We say a vector $\mathbf{v}$ is non-zero if at least one entry is not $0$.
Definition: For a non-zero vector $\mathbf{v}$, the pivot of $\mathbf{v}$ is the first non-zero entry of $\mathbf{v}$.
For example, the pivot of \(\begin{pmatrix} 0 \\ 3 \\ 4 \end{pmatrix}\) is the second entry in list, $3$. For \(\begin{pmatrix} -1 & 2 & -4 & 0 \end{pmatrix}\) the pivot is the first entry in the list, $-1$.
Note that we can only talk about pivots for non-zero vectors.
Given these notions, we can rephrase the definition row echelon form as
Definition: A matrix $A$ is in row echelon form if
- all zero rows are at the bottom of $A$ and
- for all nonzero rows $A_{\bullet s}$ the index of the pivot of $A_{\bullet s}$ is strictly greater that the index of the pivot of $A_{\bullet (s-1)}$. In less words, \(\operatorname{index} (\operatorname{Pivot}(A_{\bullet (s-1)})) \lneq \operatorname{index} (\operatorname{Pivot}(A_{\bullet s}))\)

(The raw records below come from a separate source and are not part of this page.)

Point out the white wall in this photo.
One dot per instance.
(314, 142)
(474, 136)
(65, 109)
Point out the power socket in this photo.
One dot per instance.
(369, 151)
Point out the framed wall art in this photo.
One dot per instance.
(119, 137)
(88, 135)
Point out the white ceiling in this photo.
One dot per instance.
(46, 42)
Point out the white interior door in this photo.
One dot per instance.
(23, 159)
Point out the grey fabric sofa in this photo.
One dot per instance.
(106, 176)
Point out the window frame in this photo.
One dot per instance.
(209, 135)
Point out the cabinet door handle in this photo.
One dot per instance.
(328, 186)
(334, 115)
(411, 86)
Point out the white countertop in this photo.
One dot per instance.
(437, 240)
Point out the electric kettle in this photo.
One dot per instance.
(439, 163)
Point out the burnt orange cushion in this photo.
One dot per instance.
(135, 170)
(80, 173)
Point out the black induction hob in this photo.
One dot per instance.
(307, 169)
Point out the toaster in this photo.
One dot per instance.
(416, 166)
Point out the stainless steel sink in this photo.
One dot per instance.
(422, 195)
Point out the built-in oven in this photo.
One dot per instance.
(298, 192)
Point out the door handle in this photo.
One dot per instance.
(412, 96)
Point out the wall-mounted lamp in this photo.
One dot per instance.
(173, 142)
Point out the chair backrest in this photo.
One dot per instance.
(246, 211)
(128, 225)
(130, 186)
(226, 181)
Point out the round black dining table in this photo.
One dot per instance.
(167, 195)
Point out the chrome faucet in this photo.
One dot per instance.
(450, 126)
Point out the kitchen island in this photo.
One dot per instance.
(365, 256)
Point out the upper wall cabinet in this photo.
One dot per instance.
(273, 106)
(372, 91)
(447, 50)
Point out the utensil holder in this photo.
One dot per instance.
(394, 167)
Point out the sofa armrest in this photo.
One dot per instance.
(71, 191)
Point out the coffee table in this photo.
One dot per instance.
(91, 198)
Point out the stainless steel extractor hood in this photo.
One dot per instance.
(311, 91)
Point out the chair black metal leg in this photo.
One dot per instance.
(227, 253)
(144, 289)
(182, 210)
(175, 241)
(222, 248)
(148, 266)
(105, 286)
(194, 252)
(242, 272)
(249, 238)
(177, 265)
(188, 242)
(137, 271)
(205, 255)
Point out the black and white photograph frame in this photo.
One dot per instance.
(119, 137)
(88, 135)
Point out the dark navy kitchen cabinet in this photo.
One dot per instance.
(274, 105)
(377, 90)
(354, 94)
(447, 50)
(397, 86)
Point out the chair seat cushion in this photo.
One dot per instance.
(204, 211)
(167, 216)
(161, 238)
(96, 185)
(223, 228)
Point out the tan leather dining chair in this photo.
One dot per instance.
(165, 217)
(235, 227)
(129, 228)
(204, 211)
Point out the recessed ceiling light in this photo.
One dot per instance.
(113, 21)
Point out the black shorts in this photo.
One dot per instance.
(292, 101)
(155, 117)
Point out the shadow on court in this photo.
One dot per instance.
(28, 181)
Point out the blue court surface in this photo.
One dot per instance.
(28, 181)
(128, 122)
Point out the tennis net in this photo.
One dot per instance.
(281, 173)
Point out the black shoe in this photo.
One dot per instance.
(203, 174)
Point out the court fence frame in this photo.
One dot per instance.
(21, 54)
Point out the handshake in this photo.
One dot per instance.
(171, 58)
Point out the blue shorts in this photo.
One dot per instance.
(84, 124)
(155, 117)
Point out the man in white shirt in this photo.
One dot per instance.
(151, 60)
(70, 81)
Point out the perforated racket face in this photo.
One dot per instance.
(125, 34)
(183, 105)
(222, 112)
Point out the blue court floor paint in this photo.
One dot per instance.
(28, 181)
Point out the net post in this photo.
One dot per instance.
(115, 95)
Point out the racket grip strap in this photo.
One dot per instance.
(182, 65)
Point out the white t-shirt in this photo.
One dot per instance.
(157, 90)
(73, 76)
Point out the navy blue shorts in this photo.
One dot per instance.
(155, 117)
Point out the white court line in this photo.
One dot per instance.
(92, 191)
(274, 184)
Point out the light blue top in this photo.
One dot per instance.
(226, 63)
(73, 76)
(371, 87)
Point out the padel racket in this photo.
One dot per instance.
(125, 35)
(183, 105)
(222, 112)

We say an augmented matrix $[A|b]$ is in row echelon form if $A$ is in row echelon form.
For example, \(A = \begin{pmatrix} 7 & -1 & 0 & 2 \\ 3 & 3 & 3 & -1 \\ -1 & 2 & -4 & 0 \end{pmatrix}\) is not in row echelon form since
- all rows are non-zero so none need to be at the bottom but
- the indices of the pivots are all three rows are $1$; they do not strictly decrease as we move down the matrix.
The pivots of the nonzero rows should look like a staircase. Here are two examples of matrices in row echelon form. \(B = \begin{pmatrix} 7 & -1 & 0 & 2 \\ 0 & 3 & 3 & -1 \\ 0 & 0 & -4 & 0 \end{pmatrix}\) and \(B = \begin{pmatrix} 7 & -1 & 2 \\ 0 & 0 & -1 \\ 0 & 0 & 0 \end{pmatrix}\)
There is a more refined form row echelon row.
Reduced row echelon form
Definition: A matrix $A$ is in reduced row echelon form if
- $A$ is row echelon form,
- all the pivots of the rows of $A$ have value $1$, and
- each pivot is the only non-zero entry in its column.
We say an augmented matrix $[A|b]$ is in reduced row echelon form if $A$ is in reduced row echelon form.
All the examples we have seen so far are not in reduced row echelon form, even if they were in row echelon form.
An example in reduced row echelon is \(\begin{pmatrix} 1 & 0 & 5 \\ 0 & 1 & 3 \end{pmatrix}\)
We will introduce operations which will allow us to transform any matrix into reduced row echelon. For an augmented matrix $[A|b]$, the operations will preserve the set of solutions to the associated linear system.